そもそも車検費用のどこが安くできるのか?
車検費用を安くしたいなら、まず「何にいくら払っているのか」を分解するところから始めます。車検費用は大きく2つに分かれます。
法定費用は誰がどこで受けても同額
法定費用は「自動車重量税」「自賠責保険料」「検査手数料(印紙代)」の3つで構成され、法律で金額が定められています。国土交通省の所管する手続きであり、車検業者が独自に値引きしたり上乗せしたりすることはできません。
| 費用項目 | 内容 | 安くできるか |
|---|---|---|
| 自動車重量税 | 車両重量・車齢・エコカー減税で変動 | できない |
| 自賠責保険料(24ヶ月) | 普通乗用車で17,650円・軽自動車で17,540円が目安 | できない |
| 検査手数料(印紙代) | 受検方法で異なる(後述) | 受検方法で多少差 |
※金額は2026年時点の目安です。重量税はエコカー減税の有無や車齢(13年・18年経過で増額)によって変わります。

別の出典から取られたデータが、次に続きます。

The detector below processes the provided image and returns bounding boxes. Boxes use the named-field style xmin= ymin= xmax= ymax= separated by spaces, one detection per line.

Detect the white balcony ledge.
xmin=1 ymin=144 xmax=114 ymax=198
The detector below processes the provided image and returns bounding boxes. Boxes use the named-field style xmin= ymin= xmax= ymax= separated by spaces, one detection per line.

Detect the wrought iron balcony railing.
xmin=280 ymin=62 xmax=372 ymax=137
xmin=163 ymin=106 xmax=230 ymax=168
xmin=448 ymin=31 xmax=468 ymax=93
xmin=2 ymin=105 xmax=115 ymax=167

なお、検査手数料(印紙代)については2026年4月の改定で引き上げが行われています。軽自動車の持込検査では検査手数料と技術情報管理手数料をあわせて2,500円程度が目安です。OSS(オンライン申請)を利用すると窓口より低い水準に設定される傾向がありますが、個人で大きく変わる金額ではありません。

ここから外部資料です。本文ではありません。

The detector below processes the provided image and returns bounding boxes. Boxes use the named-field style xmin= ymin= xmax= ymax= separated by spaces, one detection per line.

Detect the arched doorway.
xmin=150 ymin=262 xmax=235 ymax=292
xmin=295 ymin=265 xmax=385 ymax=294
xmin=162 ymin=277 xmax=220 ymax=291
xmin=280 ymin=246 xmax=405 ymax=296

整備士として正直にお伝えすると、**法定費用は「下げられないもの」と割り切るのが正解です。**ここを値切ろうとしても意味がなく、エネルギーは整備費用に向けるべきです。
整備費用は業者と整備内容で大きく変わる
一方、整備費用は「24ヶ月定期点検料」「車検代行手数料」「部品・消耗品交換費用」などで構成され、業者によって、また整備内容の選び方によって大きく差が出ます。車検費用の「安い・高い」は、ほぼこの整備費用の差で決まります。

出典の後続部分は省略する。